Minister of Communications (Transport)
- In office 1978–1979
- Prime Minister: Ola Ullsten

Personal details
- Born: 1941 (age 84–85) Danzig, Germany
- Party: Liberal People's party
- Education: Uppsala University
- Occupation: Jurist

= Anitha Bondestam =

Swedish jurist and politician (born 1941)

Anitha Bondestam (born 1941) is a German-born Swedish jurist who served as the minister of communications (Transport) in the Ullsten Cabinet in the period 1978–1979. She also held several official positions.

==Biography==
Bondestam was born in Danzig, Germany in 1941. However, in a study by Hanna Bäck et al. (2008) it is stated that she was born in Poland.

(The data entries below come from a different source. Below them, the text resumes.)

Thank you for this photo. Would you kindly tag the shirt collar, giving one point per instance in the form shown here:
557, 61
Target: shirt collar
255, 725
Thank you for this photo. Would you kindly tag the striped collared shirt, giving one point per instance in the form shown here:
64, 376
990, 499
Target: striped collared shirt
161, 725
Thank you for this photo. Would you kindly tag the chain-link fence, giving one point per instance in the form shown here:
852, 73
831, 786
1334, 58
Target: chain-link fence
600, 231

She received a bachelor's degree in law from Uppsala University.

Bondestam started her career as a jurist at the district courts in 1964 and worked at different courts until 1974. She was a legal advisor for the ministry of commerce from 1972 to 1973 and for the ministry of justice between 1974 and 1977. She was head of operations at the ministry of communications in 1977. She served as the minister of communications (Transport) from 1978 to 1979. She was chairman of the gender equality board for two terms.

After leaving politics Bondestam served as the justice administrator of the court of appeal in Gothenburg between 1980 and 1992. Then she held other positions at the legal system.